A short homeless period among youth "aged out" of the foster care system affects care access, but not health

About 20,000 youth "age out" of the foster care system each year, without being reunited with families. Many of these youth become homeless for a time. For example, 40 percent of homeless young adults (18 to 20 years old) were in the foster care system as youth. Being homeless for an average of a month after leaving the foster care system is associated with worse care access, but not worse health, according to a new study.

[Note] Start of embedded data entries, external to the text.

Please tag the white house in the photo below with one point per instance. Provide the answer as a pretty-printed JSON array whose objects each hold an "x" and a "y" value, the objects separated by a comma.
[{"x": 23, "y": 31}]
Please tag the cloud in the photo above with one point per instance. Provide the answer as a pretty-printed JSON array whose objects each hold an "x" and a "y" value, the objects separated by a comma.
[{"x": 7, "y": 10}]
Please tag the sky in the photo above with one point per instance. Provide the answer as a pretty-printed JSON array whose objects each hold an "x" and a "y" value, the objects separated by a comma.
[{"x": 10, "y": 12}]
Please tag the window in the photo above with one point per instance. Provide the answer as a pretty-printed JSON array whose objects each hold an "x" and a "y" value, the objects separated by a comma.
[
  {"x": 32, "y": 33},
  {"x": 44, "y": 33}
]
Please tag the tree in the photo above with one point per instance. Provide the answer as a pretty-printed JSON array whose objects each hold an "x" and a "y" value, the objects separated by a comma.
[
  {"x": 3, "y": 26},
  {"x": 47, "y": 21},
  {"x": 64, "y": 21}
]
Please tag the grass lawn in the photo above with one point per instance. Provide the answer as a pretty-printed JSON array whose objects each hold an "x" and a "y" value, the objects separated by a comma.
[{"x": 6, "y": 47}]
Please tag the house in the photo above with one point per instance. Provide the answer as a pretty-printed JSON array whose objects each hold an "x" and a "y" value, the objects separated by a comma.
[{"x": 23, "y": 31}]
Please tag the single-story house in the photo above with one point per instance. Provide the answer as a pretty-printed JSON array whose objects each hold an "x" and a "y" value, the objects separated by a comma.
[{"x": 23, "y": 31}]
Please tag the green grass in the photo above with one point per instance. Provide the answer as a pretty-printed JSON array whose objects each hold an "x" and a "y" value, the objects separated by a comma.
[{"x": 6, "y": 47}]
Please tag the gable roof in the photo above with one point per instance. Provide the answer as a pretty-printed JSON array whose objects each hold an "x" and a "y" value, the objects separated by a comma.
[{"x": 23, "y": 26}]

Margot Kushel, M.D., of the University of California, San Francisco, and colleagues interviewed 749 foster youth aged 17 or 18 years from Illinois, Wisconsin, or Iowa between May 2002 and March 2003 (and 643 between March and December 2004) about access to care and two health outcomes. Most of these youth had been placed in foster care because of abuse or neglect or because they were adjudicated delinquents. Among the 345 individuals who had aged out of the foster care system, 14 percent experienced an episode of homelessness (average of 28 days) and 39 percent were unstably housed (had moved 3 or more times since leaving foster care or spent more than 50 percent of income on rent).

Foster care youth who had been homeless at some point were 3.4 times more likely to be uninsured and 3.3 times more likely to have an unmet need for health care than those who had not been homeless. However, homelessness was not associated with not having had an outpatient visit in the past year. Housing status was not associated with reporting fair or good health 1 to 2 years later, or among women, with having had a pregnancy. Nevertheless, nearly half (46.3 percent) of homeless persons met criteria for drinking problems compared with 23.5 percent of stably housed, 12.8 percent of unstably housed, and 7.9 percent of those still in the foster care system. Similarly, 46.3 percent of homeless youth met criteria for drug problems, compared with 20, 10.7, and 7.9 percent of stably housed, unstably housed, and still-in-system persons, respectively.

The study was supported in part by the Agency for Healthcare Research and Quality (HS11415).

More details are in "Homelessness and health care access after emancipation," by Dr. Kushel, Irene H. Yen, Ph.D., Lauren Gee, M.P.H., J.D., and Mark E. Courtney, Ph.D., in the October 2007 Archives of Pediatric and Adolescent Medicine 161(10), pp. 986-993.